Monday, June 18, 2012

Handel with care

Came upon one of these lately: 


Here is Browne on the genre of picture (he is discussing the curvature of dolphins):
And thus also must that picture be taken of a Dolphin clasping an Anchor: that is, not really, as is by most conceived out of affection unto man, conveighing the Anchor unto the ground: but emblematically, according as Pierius hath expressed it, The swiftest animal conjoyned with that heavy body, implying that common moral, Festina lentè: and that celerity should always be contempered with cunctation.
I first came upon the saying in Moore's frigate-bird:
    As impassioned Handel——


meant for a lawyer and a masculine German domestic
  career——clandestinely studied the harpsichord
  and never was known to have fallen in love,
    the unconfiding frigate-bird hides
in the height and in the majestic
  display of his art. He glides
  a hundred feet or quivers about
    as charred paper behaves——full
    of feints; and an eagle


of vigilance...Festina lente. Be gay
  civilly? How so? "If I do well I am blessed
  whether any bless me or not, and if I do
    ill I am cursed."

I remember, at the time -- I had no Latin at all, then -- assuming that she was paraphrasing the quote in what immediately followed it. (And I had not noticed the parallel between this and the bit in Auden's limestone poem -- he would have been familiar with early Moore in 1948-49 -- where he says, "The blessed will not care what angle they are regarded from, / Having nothing to hide." And other Google image results clarify that the thing protruding from the dolphin's face is a proboscis not a parching tongue.)

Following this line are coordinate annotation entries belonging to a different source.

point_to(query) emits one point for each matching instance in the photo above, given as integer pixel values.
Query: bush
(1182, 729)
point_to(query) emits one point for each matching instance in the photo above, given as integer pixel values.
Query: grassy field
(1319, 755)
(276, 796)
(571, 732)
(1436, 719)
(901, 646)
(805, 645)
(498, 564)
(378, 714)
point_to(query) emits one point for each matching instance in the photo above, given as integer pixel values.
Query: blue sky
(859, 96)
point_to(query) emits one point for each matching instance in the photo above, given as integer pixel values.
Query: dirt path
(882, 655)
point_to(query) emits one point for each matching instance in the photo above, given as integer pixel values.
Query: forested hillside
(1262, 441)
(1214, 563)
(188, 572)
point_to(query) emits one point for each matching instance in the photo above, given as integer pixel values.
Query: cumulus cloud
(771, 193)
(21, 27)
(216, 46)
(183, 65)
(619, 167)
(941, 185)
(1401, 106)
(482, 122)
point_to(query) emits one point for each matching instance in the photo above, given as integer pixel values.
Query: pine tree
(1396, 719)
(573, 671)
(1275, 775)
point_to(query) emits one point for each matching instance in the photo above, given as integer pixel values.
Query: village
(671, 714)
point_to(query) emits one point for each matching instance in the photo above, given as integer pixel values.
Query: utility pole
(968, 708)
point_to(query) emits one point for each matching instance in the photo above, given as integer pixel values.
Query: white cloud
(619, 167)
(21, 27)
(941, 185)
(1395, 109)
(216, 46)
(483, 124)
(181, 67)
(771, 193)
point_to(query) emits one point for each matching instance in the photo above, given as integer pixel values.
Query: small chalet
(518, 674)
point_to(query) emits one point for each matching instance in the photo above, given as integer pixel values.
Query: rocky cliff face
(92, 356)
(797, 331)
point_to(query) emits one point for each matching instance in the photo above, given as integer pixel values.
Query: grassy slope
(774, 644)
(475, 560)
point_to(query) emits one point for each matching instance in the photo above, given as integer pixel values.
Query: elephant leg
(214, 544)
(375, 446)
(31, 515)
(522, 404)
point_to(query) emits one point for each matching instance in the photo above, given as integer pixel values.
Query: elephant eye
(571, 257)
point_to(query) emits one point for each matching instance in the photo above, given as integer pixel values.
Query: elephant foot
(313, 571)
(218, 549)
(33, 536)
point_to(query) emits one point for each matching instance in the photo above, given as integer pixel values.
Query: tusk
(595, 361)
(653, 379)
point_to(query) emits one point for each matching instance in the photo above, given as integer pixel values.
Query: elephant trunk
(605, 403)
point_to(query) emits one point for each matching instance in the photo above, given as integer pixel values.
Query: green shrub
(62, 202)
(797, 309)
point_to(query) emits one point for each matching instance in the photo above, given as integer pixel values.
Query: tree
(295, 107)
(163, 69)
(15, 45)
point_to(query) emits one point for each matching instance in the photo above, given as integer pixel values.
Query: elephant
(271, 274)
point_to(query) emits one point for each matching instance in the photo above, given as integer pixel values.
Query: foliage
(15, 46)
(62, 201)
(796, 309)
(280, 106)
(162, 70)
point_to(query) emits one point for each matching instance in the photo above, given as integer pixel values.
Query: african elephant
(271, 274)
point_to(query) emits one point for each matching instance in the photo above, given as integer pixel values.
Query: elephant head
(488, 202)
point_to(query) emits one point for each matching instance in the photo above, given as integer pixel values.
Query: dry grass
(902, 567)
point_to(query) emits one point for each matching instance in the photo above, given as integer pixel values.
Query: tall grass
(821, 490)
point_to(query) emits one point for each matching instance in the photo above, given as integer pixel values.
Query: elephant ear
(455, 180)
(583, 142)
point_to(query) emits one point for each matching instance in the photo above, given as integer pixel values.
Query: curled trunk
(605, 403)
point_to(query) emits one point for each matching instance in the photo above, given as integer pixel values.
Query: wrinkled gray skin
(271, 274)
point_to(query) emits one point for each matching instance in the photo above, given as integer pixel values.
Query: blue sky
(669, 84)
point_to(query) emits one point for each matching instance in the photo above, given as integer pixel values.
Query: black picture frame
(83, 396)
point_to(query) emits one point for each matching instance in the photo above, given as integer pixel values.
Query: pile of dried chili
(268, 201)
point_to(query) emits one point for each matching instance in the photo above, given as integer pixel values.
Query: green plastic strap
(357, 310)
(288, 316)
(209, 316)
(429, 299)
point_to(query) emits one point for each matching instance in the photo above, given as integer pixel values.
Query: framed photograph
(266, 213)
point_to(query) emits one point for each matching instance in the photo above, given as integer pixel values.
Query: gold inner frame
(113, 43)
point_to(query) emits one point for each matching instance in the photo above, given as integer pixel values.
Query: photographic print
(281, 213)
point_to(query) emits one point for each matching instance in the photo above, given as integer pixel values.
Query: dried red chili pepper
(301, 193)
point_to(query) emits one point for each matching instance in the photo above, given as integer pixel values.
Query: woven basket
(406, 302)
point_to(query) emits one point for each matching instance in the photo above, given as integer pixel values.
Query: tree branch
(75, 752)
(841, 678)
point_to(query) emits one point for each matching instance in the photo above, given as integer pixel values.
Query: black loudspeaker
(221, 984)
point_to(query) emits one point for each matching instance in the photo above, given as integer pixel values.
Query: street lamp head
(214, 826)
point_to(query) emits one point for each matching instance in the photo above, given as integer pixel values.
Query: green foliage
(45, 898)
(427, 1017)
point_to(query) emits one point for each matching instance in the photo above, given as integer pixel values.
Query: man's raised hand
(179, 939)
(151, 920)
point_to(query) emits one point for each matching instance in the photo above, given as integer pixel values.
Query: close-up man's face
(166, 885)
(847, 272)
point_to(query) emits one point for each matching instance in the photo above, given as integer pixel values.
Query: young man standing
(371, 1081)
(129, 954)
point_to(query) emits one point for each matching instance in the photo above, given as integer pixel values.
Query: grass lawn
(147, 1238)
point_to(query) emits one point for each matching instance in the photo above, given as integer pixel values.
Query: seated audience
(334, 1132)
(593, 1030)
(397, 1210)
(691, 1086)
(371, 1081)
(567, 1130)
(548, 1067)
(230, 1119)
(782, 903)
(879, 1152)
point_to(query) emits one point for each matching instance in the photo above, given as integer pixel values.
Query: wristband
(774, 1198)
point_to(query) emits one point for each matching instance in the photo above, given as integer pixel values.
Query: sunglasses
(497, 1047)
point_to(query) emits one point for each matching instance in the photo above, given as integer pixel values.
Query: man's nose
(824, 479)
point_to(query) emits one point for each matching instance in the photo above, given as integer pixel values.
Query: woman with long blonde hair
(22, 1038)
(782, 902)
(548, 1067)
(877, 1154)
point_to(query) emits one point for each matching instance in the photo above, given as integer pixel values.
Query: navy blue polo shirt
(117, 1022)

It is an amusing coincidence that both frigate-bird and porpoise are storm-sensors ("before a storme, hee tumbles just as a hog runs").

I shall close this pointless post -- as Eliot was fond of saying in forewords, all one can do with things that are so transparently good is point -- with a strikingly good observation from David Bromwich's essay on  Moore:
As a composer of words Moore's greatest affinities are with Francis Bacon [...] To be curt, undeviating, end-stopped wherever a thought might enter, but at the same time vivid, striking, inventive in the highest degree conscionable, is the ideal of both writers. [...] "Nature is often hidden; sometimes overcome; seldom extinguished," is a sentence one can imagine her writing, or quoting, as easily as "it is good to commit the beginnings of all great actions to Argos with his hundred eyes, and the ends to Briareus with his hundred hands; first to watch, and then to speed."